Depuis une dizaine de jours, à PCM, entreprise de 300 personnes du Maine-et-Loire spécialisée dans la fabrication de pompes à pétrole et filiale du groupe Gévélot, la direction faisait le tour des 130 ouvriers de production. Et de leur expliquer que dorénavant le personnel posté en 2x8 ne pourrait plus prendre sa pause déjeuner, qui est de 25 minutes, au moment choisi par le salarié lui-même, comme c'est l'usage depuis de nombreuses années, mais dans une plage horaire très restrictive et ne tenant plus compte des habitudes et envies de chacun.

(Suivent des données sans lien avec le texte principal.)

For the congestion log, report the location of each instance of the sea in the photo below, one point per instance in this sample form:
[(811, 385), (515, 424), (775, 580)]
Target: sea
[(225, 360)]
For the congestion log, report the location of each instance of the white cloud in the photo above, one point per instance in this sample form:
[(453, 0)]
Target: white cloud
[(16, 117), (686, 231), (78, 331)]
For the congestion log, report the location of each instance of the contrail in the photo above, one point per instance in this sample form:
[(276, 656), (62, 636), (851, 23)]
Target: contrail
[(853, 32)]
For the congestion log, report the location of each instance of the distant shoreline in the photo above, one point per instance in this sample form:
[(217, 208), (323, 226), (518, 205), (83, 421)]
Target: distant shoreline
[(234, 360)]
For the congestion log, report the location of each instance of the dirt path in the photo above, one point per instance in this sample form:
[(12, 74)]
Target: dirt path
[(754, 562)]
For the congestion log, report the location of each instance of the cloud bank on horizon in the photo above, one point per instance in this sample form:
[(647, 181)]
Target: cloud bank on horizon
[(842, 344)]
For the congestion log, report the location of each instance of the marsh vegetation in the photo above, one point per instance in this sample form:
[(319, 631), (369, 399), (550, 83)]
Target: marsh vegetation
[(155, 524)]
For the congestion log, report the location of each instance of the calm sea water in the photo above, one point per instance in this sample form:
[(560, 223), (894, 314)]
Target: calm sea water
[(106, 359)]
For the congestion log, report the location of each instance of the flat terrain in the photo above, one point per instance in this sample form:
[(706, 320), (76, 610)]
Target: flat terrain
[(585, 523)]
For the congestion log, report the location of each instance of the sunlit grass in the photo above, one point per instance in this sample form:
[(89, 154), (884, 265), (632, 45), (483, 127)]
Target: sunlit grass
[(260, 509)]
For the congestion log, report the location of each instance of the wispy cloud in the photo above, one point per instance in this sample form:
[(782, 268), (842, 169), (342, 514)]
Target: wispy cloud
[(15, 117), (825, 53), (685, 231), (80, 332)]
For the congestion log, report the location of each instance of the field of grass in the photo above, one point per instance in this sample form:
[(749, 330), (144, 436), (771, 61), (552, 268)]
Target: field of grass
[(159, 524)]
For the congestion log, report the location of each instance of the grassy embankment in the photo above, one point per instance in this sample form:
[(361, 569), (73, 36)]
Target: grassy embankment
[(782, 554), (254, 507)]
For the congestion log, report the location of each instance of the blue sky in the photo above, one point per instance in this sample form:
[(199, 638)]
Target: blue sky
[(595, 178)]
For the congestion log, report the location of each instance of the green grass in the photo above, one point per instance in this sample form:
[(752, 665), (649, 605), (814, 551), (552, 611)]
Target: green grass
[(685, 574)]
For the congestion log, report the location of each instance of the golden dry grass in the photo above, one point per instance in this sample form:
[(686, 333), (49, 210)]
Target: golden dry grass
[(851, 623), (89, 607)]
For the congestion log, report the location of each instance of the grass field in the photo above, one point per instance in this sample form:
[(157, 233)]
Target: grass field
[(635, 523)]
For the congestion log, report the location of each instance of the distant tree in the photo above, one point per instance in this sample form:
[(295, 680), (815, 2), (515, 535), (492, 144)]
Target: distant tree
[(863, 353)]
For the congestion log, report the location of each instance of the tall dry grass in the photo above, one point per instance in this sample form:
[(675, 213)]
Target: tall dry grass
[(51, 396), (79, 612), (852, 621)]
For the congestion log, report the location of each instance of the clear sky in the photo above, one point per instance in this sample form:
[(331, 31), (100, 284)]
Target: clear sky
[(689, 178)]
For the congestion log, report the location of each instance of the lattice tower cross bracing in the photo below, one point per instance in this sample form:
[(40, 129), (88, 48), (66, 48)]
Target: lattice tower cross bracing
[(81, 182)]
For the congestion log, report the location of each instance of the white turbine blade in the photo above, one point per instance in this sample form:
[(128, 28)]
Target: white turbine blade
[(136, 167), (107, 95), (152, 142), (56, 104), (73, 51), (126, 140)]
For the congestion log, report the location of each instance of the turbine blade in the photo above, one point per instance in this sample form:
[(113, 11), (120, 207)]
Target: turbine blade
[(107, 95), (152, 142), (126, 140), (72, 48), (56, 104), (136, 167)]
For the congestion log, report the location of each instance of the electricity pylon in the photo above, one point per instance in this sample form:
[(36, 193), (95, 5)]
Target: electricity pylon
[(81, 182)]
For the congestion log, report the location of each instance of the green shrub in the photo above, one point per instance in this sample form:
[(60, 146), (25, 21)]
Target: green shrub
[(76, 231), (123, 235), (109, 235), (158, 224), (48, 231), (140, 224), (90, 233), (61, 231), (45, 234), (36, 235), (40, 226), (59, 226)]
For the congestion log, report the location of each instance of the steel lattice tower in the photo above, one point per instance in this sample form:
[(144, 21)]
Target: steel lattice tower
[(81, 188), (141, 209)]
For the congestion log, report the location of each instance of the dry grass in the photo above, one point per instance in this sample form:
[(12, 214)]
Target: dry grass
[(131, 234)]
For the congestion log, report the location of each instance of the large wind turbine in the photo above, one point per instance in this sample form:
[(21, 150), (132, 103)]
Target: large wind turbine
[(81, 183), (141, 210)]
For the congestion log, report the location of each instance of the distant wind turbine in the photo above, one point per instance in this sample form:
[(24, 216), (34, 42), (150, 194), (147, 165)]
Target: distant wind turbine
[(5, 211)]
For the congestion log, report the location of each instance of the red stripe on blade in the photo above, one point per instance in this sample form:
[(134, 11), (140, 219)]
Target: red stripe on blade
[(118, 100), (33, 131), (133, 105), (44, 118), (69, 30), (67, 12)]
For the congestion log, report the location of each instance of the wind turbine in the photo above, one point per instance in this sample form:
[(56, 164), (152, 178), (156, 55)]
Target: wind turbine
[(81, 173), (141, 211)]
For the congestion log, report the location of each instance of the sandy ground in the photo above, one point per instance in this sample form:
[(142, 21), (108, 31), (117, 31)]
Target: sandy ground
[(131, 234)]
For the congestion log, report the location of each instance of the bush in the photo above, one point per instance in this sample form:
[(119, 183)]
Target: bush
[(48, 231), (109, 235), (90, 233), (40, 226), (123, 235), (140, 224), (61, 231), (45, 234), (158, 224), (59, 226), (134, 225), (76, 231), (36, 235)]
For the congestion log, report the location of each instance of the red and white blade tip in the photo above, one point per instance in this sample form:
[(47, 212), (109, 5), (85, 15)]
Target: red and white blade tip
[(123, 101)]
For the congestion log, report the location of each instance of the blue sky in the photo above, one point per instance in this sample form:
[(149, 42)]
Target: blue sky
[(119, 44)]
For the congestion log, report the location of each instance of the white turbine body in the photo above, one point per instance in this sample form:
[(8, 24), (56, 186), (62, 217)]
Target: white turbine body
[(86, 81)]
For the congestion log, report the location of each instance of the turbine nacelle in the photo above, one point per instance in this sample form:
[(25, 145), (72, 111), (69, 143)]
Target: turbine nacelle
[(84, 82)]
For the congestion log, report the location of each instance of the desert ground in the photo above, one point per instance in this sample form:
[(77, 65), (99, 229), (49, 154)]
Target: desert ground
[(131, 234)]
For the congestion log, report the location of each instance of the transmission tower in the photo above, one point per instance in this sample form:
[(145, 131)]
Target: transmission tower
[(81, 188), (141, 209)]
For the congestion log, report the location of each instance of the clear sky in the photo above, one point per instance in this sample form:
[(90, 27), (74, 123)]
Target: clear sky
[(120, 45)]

Jeudi 26 juin, malgré le mécontentement des travailleurs en équipe et plusieurs réunions des délégués du personnel, la direction semblait vouloir passer en force. C'est pourquoi au matin l'ensemble de l'équipe en CDI, plus une bonne partie des précaires (intérimaires et CDD), ont débrayé. Ils ont été rejoints, malgré la fatigue, par des collègues de l'équipe de nuit puis, dès la prise de poste, par l'ensemble du personnel de l'atelier travaillant à la journée. Puis ce fut le tour de ceux de l'équipe d'après-midi de rejoindre le piquet.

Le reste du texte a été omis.